Sunday, June 06, 2004

PEGGY NOONAN
WHAT I SAW AT THE REVOLUTION
1989

"Every now and then when I worked in the Reagan White House, I would look up from my notes at a meeting and look at the faces around the table...or go for a walk in the halls and look into the offices of young men and women with their heads bent over a report or a memo...and I would think: "We are the ones who will walk behind the caisson. Some day when we are older he will die, and there will be a great funeral with a flag-draped coffin and a riderless horse with the boots turned backward, and behind that will be the family and friends, and behind them, us." The television cameras high up near the plywood anchor booths hastily assembled on Pennsylvania Avenue will go to a wide shot, and Dan Rather will say, "And here, the men and women who were the special assistants and the undersecretaries... When you say 'Reagan Administration,' you're talking about them."
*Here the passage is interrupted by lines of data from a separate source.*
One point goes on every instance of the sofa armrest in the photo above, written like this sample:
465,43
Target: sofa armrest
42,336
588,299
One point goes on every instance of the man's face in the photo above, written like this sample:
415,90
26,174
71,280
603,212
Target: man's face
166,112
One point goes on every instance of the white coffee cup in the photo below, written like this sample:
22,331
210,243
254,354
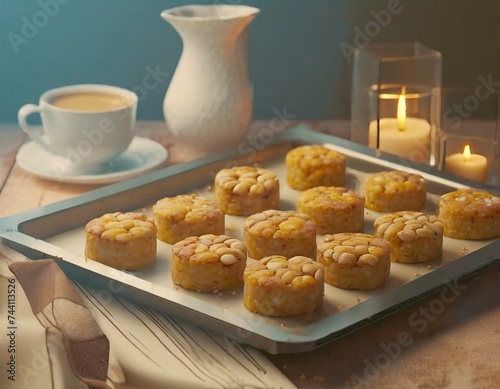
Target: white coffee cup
84,126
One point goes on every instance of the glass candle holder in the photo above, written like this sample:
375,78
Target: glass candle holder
395,100
468,134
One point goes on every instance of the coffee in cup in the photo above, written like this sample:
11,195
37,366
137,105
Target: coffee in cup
84,126
91,101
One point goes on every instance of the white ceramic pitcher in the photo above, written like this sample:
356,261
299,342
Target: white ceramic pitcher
208,105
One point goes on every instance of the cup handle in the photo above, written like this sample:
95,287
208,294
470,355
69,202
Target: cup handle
24,112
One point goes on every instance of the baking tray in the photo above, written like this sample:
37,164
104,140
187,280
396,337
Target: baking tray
57,231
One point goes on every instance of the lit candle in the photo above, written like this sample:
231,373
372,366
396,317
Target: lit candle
473,167
404,136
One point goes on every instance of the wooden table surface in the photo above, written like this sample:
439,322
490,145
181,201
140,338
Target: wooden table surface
433,343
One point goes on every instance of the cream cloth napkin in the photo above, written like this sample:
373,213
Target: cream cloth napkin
65,334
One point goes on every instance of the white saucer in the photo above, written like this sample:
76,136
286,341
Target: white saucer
142,155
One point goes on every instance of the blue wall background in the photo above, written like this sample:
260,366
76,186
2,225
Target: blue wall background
296,56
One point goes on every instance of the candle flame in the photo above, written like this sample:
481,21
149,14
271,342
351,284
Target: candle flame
401,116
467,153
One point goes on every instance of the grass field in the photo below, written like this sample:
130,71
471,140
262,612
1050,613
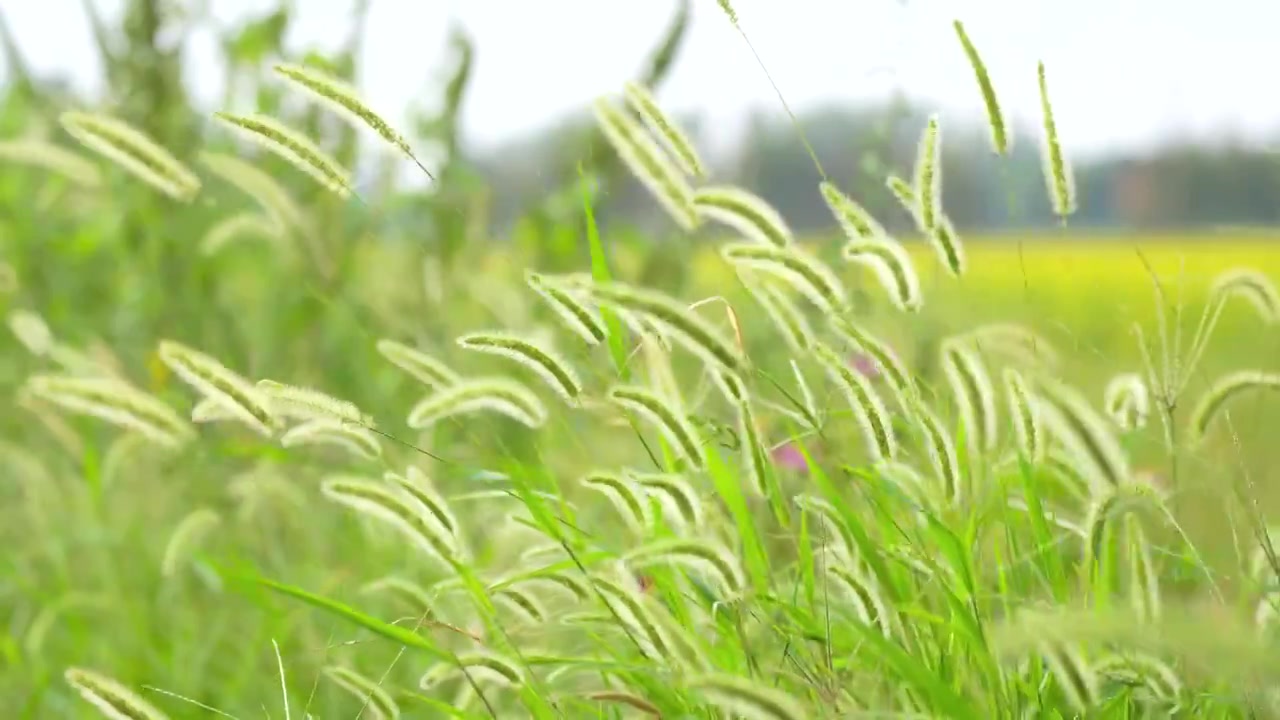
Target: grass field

"It wouldn't be sad. I could even imagine it as jolly. He would die with his boots on, "having known not...bitterness nor defeat." He would just have turned one hundred... He would have lived to see the Communist world break up, and seen us build the manned space station. An old man exhausted in a great struggle, one of the leaders of the Eighties we now, in the year 2011, acknowledge to have been great. Reagan, Thatcher, John Paul II, perhaps Gorbachev...dead now, and here we are gathered once again, like the end of 'Chariots of Fire', where one of the old running stars, bent and gray, turns to a friend at Harold Abraham's funeral and says, 'We did it, didn't we?' as the stern chords of 'Jerusalem' boom from the Cathedral."